Can ballet survive the culture wars?
Rupert Christiansen, The Spectator

Balanchine was wont to pick favorites—he even had favorites among the gods. Consider Apollo (1928): therein, the choreographer imagines the eponymous sun god’s artistic education at the hands of three of the Olympian Muses. Apollo shares the stage with and is “educated” by these Muses in turn, but the one with whom he develops the most complex and elaborate relationship is Terpischore, the Muse of dance. And later, when Apollo’s moment of apotheosis arrives, the first of the three Muses to follow him up the staircase to Olympus is nimble Terpsichore. Dance, Balanchine seems to be saying, is the first aspect of divinity. But if this is the case, then divinity is in trouble: As Rupert Christiansen pointed out in our December issue, ballet is not at all impervious to social winds. And as he points out in The Spectator, the social gusts of today are blowing with a special gusto—the question of ballet’s ability to weather this turbulence remains open. 

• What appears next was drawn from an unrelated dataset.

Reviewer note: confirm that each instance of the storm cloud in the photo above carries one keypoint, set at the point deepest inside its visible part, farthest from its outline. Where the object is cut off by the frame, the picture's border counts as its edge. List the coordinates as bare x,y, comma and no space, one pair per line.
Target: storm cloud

Whitney Museum of American Art raises ticket prices and becomes most expensive New York museum
Elena Goukassian, The Art Newspaper

An alternate headline for this story might be “New York’s most inflated museum becomes its most expensive.” The Whitney boasts four floors of gallery space; on any given day, only one of those floors—the private collection—is likely to be worth visiting. The other three will almost certainly leave the average museumgoer somewhere between bored and exasperated. A new pricing scheme charges thirty dollars for adults, which is the same fee one must pay to get into the Met. What does thirty dollars get you at the Met? Multiple works by Vermeer, a room full of Rothkos, galleries of Cézanne, and an entire wing of ancient Egyptian artifacts, to begin. And what does the same price-of-admission get you at the Whitney? At the moment, some Edward Hoppers, a Krasner or two, and three floors of spasmodic gesticulation on whatever flavor of transgression  is most in style.